Hugo Claus: "Opnieuw moet ik U teleurstellen. Ik heb het niet bij elkaar gehamsterd. Mijn geheugen is een soort vuilnisbak. Daar gaat vanalles in en rarigheden, rariteiten, totaal onbelangrijke feitjes blijven aan de oppervlakte hangen, daar kan ik beroep op doen. Heel elementaire, serieuze dingen vergeet ik. Het is een ratjetoe van kennis. Het is geen kennis. Het is het verzamelen van een hoop materiaal, aangesleept door de omstandigheden. Het is geen kennis, want het komt niet vanuit een logica, vanuit een ordening."
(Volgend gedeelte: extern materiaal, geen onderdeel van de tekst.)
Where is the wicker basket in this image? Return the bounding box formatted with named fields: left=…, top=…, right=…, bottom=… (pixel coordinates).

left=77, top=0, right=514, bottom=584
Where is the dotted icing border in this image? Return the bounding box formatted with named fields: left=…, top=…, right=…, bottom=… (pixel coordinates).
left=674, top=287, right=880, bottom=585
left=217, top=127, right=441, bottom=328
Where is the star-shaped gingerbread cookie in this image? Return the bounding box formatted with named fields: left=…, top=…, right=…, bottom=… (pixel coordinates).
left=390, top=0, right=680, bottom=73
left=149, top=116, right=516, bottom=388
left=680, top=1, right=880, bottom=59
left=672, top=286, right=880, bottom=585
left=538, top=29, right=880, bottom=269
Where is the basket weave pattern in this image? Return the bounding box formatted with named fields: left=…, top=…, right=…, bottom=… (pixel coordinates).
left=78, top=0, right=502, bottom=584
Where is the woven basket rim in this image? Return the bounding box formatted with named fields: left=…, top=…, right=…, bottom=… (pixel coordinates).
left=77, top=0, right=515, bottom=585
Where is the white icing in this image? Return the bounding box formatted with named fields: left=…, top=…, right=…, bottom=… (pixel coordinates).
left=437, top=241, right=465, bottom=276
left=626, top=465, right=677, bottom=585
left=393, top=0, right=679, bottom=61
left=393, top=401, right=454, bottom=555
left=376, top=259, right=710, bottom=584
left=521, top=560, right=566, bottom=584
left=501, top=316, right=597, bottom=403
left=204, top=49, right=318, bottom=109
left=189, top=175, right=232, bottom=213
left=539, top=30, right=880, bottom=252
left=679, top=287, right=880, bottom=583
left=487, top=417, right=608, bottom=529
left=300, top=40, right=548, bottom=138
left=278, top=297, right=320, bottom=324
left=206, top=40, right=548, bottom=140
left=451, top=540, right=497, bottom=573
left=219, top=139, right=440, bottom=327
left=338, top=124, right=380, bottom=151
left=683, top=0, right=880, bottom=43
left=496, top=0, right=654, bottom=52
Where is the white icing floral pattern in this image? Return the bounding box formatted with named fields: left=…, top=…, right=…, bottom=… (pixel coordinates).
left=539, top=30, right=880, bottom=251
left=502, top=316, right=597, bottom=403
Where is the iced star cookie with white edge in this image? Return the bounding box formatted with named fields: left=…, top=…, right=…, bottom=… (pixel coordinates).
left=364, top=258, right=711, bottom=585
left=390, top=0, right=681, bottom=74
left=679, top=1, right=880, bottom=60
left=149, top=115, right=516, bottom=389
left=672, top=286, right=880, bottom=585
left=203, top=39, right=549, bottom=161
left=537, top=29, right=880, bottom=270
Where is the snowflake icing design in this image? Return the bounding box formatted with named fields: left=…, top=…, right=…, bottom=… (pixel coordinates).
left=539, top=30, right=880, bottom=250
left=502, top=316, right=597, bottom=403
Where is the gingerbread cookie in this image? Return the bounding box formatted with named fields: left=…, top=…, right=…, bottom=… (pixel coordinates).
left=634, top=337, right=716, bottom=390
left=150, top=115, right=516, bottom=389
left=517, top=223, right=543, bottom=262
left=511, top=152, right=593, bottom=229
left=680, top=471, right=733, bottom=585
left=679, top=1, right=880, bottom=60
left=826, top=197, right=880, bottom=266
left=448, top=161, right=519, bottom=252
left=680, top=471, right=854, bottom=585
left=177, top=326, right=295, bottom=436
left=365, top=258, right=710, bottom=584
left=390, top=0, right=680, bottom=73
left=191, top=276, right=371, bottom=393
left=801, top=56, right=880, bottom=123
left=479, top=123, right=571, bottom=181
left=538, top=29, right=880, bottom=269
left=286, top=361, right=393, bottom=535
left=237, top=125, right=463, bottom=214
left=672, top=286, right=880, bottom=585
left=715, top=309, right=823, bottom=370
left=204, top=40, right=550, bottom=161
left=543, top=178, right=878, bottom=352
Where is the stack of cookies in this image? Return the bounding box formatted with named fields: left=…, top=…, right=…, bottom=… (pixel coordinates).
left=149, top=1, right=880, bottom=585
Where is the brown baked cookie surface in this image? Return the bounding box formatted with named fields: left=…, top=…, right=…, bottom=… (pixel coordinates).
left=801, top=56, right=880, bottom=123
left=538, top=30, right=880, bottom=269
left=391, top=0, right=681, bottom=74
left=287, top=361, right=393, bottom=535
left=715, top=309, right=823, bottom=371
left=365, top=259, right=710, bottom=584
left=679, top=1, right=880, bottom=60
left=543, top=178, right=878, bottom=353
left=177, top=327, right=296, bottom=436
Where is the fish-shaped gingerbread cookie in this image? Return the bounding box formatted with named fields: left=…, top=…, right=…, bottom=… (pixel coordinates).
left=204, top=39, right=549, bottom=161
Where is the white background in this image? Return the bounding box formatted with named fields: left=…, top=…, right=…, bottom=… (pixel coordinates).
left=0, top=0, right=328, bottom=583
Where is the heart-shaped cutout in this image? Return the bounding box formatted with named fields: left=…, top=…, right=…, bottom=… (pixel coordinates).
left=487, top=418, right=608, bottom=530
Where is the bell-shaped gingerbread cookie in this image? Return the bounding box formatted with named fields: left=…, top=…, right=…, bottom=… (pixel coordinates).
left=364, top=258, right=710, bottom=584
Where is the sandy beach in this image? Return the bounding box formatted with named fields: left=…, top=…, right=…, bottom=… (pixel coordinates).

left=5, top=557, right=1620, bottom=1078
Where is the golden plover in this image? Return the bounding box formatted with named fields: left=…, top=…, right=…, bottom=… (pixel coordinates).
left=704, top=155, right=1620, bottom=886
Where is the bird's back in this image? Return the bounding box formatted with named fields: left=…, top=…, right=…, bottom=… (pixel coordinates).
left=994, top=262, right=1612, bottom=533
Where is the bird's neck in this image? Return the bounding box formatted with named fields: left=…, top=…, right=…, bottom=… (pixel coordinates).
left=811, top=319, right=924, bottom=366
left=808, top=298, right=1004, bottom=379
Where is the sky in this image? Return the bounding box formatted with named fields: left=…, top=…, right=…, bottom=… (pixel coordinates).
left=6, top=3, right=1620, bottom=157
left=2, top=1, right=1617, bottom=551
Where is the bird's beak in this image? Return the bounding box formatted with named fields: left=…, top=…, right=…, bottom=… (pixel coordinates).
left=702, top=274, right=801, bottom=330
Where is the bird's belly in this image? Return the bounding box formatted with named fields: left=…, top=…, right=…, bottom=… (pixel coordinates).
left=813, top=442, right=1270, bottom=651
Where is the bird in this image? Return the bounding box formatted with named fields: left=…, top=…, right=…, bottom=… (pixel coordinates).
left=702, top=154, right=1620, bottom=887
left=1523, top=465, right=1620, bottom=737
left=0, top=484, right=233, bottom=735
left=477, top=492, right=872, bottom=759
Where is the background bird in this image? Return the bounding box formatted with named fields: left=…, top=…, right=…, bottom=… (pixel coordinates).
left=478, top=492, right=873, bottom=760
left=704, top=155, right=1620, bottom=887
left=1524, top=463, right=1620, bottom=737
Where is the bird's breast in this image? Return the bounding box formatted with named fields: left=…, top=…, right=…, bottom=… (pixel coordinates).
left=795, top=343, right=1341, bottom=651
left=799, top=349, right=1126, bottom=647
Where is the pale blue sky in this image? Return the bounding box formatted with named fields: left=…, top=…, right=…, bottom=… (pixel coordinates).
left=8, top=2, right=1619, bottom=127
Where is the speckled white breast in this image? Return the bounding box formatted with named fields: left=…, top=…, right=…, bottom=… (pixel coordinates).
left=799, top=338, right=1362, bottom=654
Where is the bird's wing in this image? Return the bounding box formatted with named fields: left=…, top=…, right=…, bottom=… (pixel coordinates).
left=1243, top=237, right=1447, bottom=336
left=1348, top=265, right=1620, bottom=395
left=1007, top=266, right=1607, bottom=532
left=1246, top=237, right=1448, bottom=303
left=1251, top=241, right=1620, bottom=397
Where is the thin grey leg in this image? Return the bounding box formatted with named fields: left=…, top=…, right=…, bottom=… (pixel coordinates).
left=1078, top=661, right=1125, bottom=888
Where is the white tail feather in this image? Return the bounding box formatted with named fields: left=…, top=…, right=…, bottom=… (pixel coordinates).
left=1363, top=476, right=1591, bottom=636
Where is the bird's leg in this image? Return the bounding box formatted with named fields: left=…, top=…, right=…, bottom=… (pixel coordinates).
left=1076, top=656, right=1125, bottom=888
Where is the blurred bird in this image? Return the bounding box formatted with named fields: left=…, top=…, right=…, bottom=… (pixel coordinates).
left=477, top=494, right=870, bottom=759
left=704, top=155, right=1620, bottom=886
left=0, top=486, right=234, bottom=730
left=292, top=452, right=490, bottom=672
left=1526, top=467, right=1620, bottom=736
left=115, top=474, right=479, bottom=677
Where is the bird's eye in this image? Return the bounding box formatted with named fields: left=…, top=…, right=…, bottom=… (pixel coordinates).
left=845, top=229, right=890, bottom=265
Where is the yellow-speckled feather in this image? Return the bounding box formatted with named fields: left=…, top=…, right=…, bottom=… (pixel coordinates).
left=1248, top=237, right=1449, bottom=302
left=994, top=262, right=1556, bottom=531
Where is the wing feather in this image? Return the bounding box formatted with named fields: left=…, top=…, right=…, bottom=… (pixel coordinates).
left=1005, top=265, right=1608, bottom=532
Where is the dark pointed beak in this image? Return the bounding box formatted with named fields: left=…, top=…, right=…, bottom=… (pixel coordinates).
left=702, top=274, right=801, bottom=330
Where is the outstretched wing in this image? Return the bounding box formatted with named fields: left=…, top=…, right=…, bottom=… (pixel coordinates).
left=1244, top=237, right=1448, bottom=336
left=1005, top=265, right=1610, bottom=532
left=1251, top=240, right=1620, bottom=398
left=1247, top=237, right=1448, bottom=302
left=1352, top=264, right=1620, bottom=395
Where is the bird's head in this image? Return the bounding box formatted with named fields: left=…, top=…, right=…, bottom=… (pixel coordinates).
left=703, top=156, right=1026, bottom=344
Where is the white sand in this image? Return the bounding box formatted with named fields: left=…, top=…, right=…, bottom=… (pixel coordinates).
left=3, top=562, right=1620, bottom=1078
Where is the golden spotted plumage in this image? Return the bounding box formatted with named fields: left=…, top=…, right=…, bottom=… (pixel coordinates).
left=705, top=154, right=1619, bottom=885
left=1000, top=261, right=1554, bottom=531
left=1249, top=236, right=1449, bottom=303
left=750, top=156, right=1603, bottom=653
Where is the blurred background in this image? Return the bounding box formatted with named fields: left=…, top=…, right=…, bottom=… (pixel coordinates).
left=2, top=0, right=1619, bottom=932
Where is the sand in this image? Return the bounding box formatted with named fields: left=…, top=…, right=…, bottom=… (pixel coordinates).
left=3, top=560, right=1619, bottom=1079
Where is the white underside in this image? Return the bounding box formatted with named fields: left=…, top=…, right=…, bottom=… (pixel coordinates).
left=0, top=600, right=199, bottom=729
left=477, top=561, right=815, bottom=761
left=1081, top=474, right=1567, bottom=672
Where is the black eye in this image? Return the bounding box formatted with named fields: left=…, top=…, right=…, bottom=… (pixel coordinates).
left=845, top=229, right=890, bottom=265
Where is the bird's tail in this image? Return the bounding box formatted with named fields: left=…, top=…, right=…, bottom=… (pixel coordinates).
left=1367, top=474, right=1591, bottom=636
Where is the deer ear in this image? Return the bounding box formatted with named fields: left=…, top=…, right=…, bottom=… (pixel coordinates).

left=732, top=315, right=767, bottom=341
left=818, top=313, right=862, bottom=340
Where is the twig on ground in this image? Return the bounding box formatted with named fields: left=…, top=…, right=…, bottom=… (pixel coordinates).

misschien was één van de mooiste momenten wel de Ster-reclame en het nieuws wat op dit uur volgde: spionnenruil tussen Oost- en West-Duitsland om een politieke impasse omtrent een gevangen spion op te lossen. En een lepeltje Completa houdt uw koffie warm en pittig!

uur 4

Hugo Claus: "Maar dat was helemaal geen schabauwelijk taaltje, dat was het prachtige West-Vlaamse dialect, waarvan ik vind dat het hét originele en het enige echte mooie grandioze sublieme Nederlands is. En al de rest beschouw ik als zwak afkooksels van die basistaal en dat het West-Vlaams. Tussen Oostende en Brugge ligt het mooiste Nederlands wat er is."

Hugo Claus: "Als een boek zoals 'Het verdriet van België' achter de rug is, dan heb je werkelijk geen zin meer om te gaan herkauwen, zeker niet ten behoeve van de armoedige beschouwers. Zoals de methode van het verzamelen en ordenen van materiaal leidt tot het schrijven, zo heb ik ook de methode om er vanaf te stappen. Al dat materiaal moet ook weg. Ik wil er ook niet op terugkomen. Ik ga er ook geen vervolg op schrijven. Ik ga het ook niet toelichten. [...] Ik wend me af van het boek eenmaal als het geschreven is, als de hond van zijn uitwerpselen. Dat wil ik niet meer meemaken. Omdat er een gevoel van schaamte rond hangt; is dit alles? Kan je werkelijk niet beter dan dit? Je zou je rot moeten generen. Het moment waarop je gezegd hebt; 'beter kan ik het niet', was het foute moment. Je had nog 10 jaar moeten wachten."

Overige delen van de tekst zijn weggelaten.